Obviously, we'd have to reload the user yes.
Quote
It's not pretty, anyway (and either way has performance issues),
But it may be better than simply showing nothing if you're adding your favorite private board to Google Reader... (or any other web reader.)
Quote
the other option is to intercept rsskey or whatever in the user loader and do it that way
Good idea...
Quote
but even that's a check that would have to be performed for every guest on every page load since user authentication is done before almost anything else.
An isset() should be quick enough... :P
Quote
The alternative is to support username/password the way Google Reader etc supplies it, which is in the URL through the proper username/password parameters,
Which implies that one would want to supply Google with their username & password for a site...? I certainly wouldn't. But I would be perfectly fine with providing it a custom key for reading private boards.
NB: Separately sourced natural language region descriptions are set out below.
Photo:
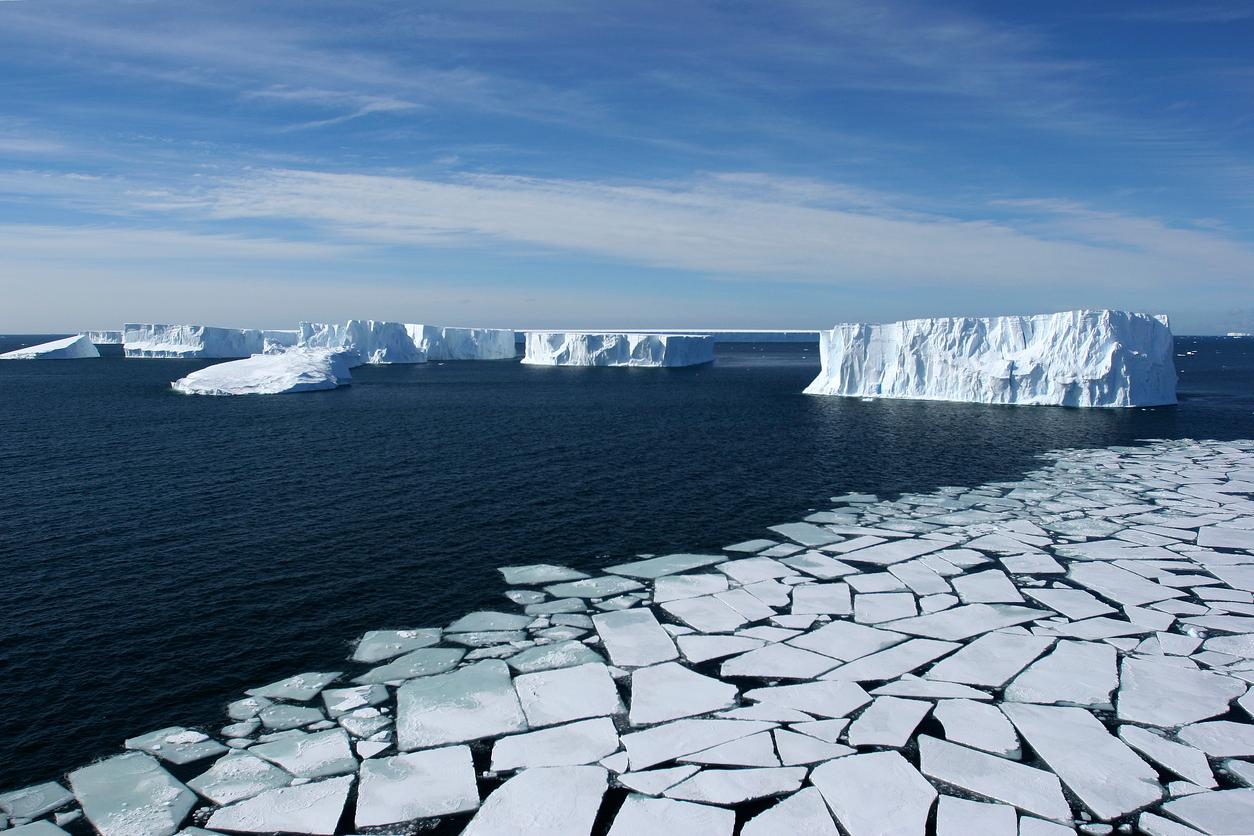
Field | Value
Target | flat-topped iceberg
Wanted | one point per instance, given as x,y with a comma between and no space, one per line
77,347
189,341
442,342
586,349
1070,359
297,370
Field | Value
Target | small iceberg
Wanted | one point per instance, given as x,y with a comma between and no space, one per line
77,347
299,370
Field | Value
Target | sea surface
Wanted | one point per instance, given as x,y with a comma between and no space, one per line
162,553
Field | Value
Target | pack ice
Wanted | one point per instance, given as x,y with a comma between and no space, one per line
582,349
69,349
297,370
1070,359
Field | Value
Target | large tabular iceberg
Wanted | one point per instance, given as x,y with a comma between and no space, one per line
1070,359
77,347
442,342
373,341
581,349
189,341
297,370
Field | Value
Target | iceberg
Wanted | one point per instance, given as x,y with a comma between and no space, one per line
582,349
439,342
299,370
371,341
189,341
77,347
1110,359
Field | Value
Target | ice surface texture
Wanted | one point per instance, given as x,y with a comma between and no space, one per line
1071,359
578,349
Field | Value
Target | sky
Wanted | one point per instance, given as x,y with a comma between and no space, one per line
690,163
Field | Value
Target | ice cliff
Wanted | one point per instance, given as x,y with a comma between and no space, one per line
77,347
296,370
579,349
463,344
1070,359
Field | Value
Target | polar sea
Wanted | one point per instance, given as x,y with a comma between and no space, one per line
162,553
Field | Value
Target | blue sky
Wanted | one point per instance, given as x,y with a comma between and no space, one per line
732,163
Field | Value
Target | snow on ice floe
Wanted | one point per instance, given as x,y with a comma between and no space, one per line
1100,682
78,347
305,370
1071,359
583,349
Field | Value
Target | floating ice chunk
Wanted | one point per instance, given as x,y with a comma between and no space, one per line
1105,773
978,726
1159,693
419,785
563,694
469,703
642,815
1079,673
633,638
378,646
582,742
1070,359
78,347
305,809
177,745
991,659
131,795
888,721
581,349
875,794
993,777
670,691
548,801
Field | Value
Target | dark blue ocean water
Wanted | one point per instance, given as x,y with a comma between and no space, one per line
162,553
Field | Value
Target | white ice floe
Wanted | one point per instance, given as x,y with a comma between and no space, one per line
78,347
418,785
875,794
1071,359
581,349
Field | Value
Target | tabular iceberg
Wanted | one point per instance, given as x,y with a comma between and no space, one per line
442,342
189,341
373,341
77,347
1070,359
579,349
296,370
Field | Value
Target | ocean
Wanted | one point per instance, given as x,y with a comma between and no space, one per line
162,553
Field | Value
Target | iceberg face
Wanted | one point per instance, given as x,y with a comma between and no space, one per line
1071,359
463,344
373,341
579,349
68,349
189,341
297,370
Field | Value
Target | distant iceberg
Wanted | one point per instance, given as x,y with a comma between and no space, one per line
440,342
582,349
296,370
77,347
373,341
1071,359
189,341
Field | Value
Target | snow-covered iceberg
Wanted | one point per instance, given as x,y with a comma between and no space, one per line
296,370
442,342
583,349
77,347
1070,359
189,341
373,341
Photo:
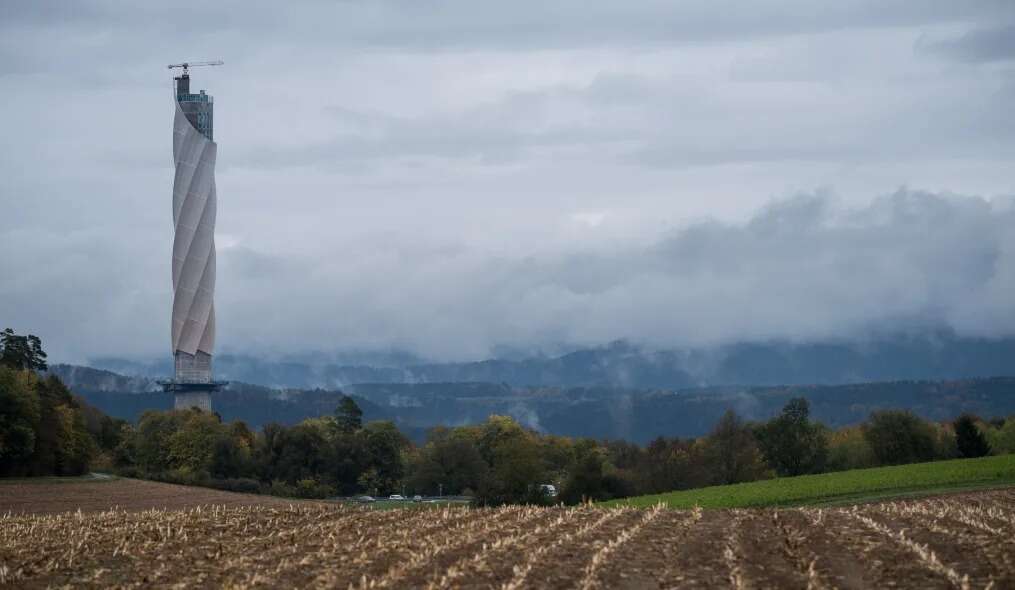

As long as no one at Google can actually get access to my account with it...
Quote
Side note: there's another case where sessions are used but shouldn't be, since someone requesting an RSS feed would still be online IIRC...
ORLY...?

Arantor

  • As powerful as possible, as complex as necessary.
  • Posts: 14,278
Re: RSS feeds (Was: Some admin options required)
« Reply #8, on August 22nd, 2012, 08:26 PM »
Quote
But, if the boards are inaccessible, surely the links are as well...? (Unless you mean they're shown in the sidebar even though one gets a "Board doesn't exist" error...?)
No...

Right now if you can see a board, you get the RSS feed as you should. But that wasn't what I suggested doing. I was suggesting hiding the RSS links if the board is not visible to guests. If the board is not accessible to guests, there's no need for RSS feeds as it currently stands.
Quote
Obviously, we'd have to reload the user yes.
Well, that's the thing. We can either fully reload the user, or we can intercept the request and attempt to load the user up front if that makes sense.
Quote
Which implies that one would want to supply Google with their username & password for a site...? I certainly wouldn't. But I would be perfectly fine with providing it a custom key for reading private boards. As long as no one at Google can actually get access to my account with it...
Of course they can. It's inserted in plain text in the URL as standard...
Quote
ORLY...?
Well, the session is loaded, the user account updated, but the main online log won't be. Since the session is loaded up front, even PHPSESSID sessions are invoked.